Courage
"Our strength often increases in proportion to the obstacles imposed upon it."
~Paul De Rapin~
So this past year has been extremely difficult for me, but as I look back on what I've dealt with and continue to work through I wouldn't change anything. Believe me when I say, that is a pretty scary statement I just made with some major implications.
I decided to write this blog in order to open up to the world around me....in a weird cyber space sort of way, and to share my life's journey. If I could help just one other person out there with the words that I write, then my goal for this blog would be achieved. I'm not trying to use this blog as a soapbox or a classroom. I simply want to share my experiences whether big or small and provide a place of acceptance and realism. Our lives are full of extraordinary triumphs and tremendous pitfalls. It's more than a journey; it's a freaking roller coaster.
My roller coaster took a turn for the worse and threw in a few extra loops just for the fun of it last year around this time. I felt like that kid sitting on the coaster crying and begging for the ride to stop so I could catch my breath. Of course, real life has no breaks and so I struggled to find peace and understanding with the cards I had been dealt. At first I was in denial. Completely expected, but really hard to overcome. Once you recognize the wrong and become truly aware, you are then faced with task of actually dealing with your situation. At least in denial I could pretend life was unaltered. Then I was angry. Angrier than I had ever been in my life. I actually hated the person I was on the inside because of all the rage I felt. I felt sorry for myself and wanted to scream at the top of my lungs out of hurt and frustration. I felt so powerless and victimized and I didn't know if I would ever pull out of the sea of agony that was quickly overtaking me.
My husband, J, is a Psychology Graduate student. I'm sure that statement sounds quite random at the moment, but I promise to try and pull it all together in a moment. He has an absolutely crazy schedule each semester and that includes classes, research, and client loads. This year his particular client load hit a bit closer to home than I ever wanted or thought possible. I was already dealing with my own problem when he came home to inform me of his practicum site for the year. I was not happy to say the least. At first I felt sorry for J and the fact that he had to deal with this particular group of individuals. As time progressed, I could see that J was actually striving to help them, which should be obvious given his profession, but I was angry. I knew he was given a job and that he had to perform in order to continue with his career and education. However, I wanted him to only give the bare minimum in this case and I felt betrayed when he actually came home caring about the task he had been given. I knew it was heartless and irrational of me, but at the time I didn't care. I was hurt! It was an extremely rough road for me; for us.

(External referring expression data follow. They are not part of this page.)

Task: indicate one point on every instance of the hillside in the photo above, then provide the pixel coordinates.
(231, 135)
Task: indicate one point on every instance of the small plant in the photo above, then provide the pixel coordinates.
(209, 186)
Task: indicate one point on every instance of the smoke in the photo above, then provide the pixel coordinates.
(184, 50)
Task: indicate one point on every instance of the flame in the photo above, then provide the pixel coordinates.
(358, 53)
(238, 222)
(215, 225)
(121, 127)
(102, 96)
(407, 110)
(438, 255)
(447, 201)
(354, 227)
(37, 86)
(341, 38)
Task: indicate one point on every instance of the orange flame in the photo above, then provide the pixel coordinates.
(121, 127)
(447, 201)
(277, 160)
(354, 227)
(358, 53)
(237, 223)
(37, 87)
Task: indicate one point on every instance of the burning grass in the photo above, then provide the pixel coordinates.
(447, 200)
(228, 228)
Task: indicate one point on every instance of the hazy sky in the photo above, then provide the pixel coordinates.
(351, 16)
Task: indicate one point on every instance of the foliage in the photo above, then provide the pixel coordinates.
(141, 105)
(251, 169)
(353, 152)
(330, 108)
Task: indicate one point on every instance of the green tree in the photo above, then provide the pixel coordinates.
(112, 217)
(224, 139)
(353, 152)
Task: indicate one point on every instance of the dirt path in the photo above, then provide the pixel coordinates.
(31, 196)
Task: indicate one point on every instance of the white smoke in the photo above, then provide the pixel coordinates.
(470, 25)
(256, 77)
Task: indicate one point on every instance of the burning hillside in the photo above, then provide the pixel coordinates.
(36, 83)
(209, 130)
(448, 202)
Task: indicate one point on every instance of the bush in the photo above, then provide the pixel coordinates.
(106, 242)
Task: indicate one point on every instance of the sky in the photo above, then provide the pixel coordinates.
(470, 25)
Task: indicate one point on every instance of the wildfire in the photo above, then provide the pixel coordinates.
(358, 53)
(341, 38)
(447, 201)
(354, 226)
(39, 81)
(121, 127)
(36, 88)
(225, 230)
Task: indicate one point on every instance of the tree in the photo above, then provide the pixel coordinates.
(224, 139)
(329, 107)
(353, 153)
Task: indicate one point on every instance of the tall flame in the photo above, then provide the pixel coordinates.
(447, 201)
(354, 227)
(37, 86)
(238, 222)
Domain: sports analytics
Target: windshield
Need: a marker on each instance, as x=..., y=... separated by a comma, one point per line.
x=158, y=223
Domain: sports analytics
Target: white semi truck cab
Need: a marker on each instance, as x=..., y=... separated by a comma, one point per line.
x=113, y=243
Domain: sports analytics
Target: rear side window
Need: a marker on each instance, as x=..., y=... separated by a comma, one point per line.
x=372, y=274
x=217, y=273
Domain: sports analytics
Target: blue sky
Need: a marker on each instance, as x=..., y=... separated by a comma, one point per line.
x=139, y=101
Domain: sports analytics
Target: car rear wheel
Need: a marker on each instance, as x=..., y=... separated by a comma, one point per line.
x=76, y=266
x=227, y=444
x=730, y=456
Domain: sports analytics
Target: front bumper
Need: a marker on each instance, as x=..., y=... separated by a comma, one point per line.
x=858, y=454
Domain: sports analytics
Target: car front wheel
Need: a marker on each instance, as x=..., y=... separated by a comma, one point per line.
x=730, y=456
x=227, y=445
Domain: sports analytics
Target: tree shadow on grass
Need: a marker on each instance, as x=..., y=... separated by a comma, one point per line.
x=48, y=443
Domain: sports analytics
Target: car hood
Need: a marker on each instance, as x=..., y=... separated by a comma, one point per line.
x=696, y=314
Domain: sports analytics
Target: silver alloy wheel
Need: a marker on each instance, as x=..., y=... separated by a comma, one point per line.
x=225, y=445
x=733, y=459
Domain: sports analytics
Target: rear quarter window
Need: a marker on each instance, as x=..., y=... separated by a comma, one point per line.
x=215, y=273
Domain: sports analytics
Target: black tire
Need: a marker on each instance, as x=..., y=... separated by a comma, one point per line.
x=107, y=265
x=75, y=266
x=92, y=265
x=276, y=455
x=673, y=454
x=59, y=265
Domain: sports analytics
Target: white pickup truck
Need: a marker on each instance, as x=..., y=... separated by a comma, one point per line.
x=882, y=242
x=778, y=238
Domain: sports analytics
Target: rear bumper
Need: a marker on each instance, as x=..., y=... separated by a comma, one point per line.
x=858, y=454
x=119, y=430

Today I realized that we are at the halfway point of the school year...i.e. practicum site. It was upon thinking about his job that I realized that I'm no longer bitter. Please don't get me wrong, I still don't love his clients, and never will, but I've come a long way in the past year. As I look back I'm cognizant that this particular part of my journey has played out so perfectly it had to be divinely inspired. I'm not saying that I would wish this on anyone, or that I'm happy it happened to me, but I'm so thankful for the person I've become because of it. I've become more human. I've also learned how strong I really am. I'm starting to really like the person that I am....and I'm talking about all of me. We all have a little bit of "ugly" inside of us. Let's face it....we're only human. Its by accepting ourselves that we truly understand and appreciate who we are. It is also through this process that we are able to truly expereince other's as well.
This 1 year journey has prepared me for the next chapter of my life.
So I've never been an advocate for getting a tattoo. I've always thought of them as some barbaric form of masochism that people inflict on themselves. However, this particular tattoo speaks to me. The word alone is very inspirational in that it shows that no matter what happens in life we have a choice. A choice to have the courage to overcome and no longer live in fear or pain. The word signifies my decision to move past this moment in time and remind myself of what I am capable of. I am also intrigued by the color. It's not your usual dark ink that screams out for attention. It is so subtle, as if the word is there as a hidden secret for the individual who wears it rather than a symbol for others. It's personal and intimate. I still haven't decided, but I think this might by my birthday/one year journey gift for myself.